Many words discuss education, but they aren’t used consistently from country to country. If there’s one time where you don’t want to make a mistake, it’s when you are talking about your schools! Here are some common words and how they are used in Canada.

  • University: A school that gives a Bachelor’s, Master’s, or Doctoral degree. They may also grant certificates or diplomas.
  • College: A school that gives certificates or diplomas only. They cannot give Bachelor’s, Master’s, or Doctoral degrees.
  • Degree – a Bachelor’s (usually 4 years), Master’s (usually 3 years), or Doctoral (usually 3 years) course of study at a university.
  • Major – the subject that you study in the most detail. (Special note: Many students use the word ‘career’ to mean ‘major,’ but this is incorrect. Your career is related to your work only, and has no necessary connection to your studying.)
  • Minor – a subject that you study in less detail than your major, but more than your electives.
  • Elective – a course that you take that is not related to your degree, diploma, or certificate, but that is required by your school.

Example: I completed my Bachelor’s degree in Economics at the University of Victoria. My major was economics, and I completed a minor in business administration. I took electives in music, art history, and biology. After that, I completed a programming certificate at a college for six months. Now, I work designing games for the iPhone. My career is in game development.

  • Diploma – A program that is longer than one year, usually offered through a college or technical school. These programs often train people for a specific job, such as nursing, auto mechanics, legal secretary, or web design.
  • Certificate – A program that is less than one year of study. These programs can also prepare people for specific jobs, but often simply train someone in a general subject. You might find certificate programs for software training, for example.
  • Post-secondary: Any schooling that is completed after graduating from high school.
  • Undergrad – short for undergraduate. Refers to a Bachelor’s degree, or a person studying towards that degree.
  • Postgrad – short for postgraduate. Refers to a Master’s or Doctoral degree, or a person studying towards those degrees.
  • Postdoc – short for postdoctoral. refers to study that is taken after completing a Doctoral program.

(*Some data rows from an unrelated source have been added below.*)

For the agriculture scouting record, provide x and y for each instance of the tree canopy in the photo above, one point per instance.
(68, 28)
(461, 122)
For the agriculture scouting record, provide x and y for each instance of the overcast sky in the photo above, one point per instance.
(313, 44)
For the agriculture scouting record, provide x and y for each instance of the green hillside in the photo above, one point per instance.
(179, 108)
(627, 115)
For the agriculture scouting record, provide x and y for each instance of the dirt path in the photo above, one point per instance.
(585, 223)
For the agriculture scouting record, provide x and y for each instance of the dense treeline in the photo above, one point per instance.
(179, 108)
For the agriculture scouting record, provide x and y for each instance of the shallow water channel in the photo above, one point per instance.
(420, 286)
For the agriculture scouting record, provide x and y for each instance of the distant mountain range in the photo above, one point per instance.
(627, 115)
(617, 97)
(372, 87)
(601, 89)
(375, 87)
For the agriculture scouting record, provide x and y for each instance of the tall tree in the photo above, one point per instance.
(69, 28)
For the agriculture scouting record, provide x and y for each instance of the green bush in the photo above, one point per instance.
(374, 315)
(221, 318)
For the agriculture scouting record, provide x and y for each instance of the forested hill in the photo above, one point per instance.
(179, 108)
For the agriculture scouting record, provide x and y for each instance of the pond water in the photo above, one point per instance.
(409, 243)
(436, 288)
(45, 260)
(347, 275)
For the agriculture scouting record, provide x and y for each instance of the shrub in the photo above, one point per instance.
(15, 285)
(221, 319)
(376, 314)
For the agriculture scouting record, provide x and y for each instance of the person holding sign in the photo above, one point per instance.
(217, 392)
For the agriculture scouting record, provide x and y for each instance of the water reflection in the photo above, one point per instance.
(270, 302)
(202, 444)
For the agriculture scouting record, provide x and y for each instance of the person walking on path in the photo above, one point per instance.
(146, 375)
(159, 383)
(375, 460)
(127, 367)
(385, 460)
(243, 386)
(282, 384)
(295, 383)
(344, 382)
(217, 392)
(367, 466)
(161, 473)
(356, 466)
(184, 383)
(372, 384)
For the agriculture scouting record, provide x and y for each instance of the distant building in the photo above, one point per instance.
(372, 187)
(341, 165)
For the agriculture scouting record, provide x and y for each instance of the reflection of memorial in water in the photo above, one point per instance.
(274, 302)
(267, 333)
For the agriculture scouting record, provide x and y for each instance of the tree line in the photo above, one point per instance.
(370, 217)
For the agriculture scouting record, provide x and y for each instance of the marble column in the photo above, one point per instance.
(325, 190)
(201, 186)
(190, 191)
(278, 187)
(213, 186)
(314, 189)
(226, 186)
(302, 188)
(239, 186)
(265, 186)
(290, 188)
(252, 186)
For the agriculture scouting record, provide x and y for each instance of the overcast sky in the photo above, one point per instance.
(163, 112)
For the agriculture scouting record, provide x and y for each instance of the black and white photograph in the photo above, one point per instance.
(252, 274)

Grades 1-12 – In Grade 1, a student is 6 years old, and goes to primary school. The grades progress upwards at a rate of one per year. The last year of highschool is Grade 12, when a student is typically 18 years old. These expressions are used for children and teenagers who are studying in primary (usually grades 1-6), middle (usually grades 7-9), and secondary (usually grades 10-12) schools only.

  • First-year: a person in the first year of their post-secondary education. In America, this person is called a freshman.
  • Second-year: a person in the second year of their post-secondary education. In America, this person is called a sophomore.
  • Third-year: a person in the third year of their post-secondary education. In America, this person is called a junior.
  • Fourth-year: a person in the fourth (or greater) year of their post-secondary education. In America, this person is called a senior. Note: The American names are not commonly used in Canada.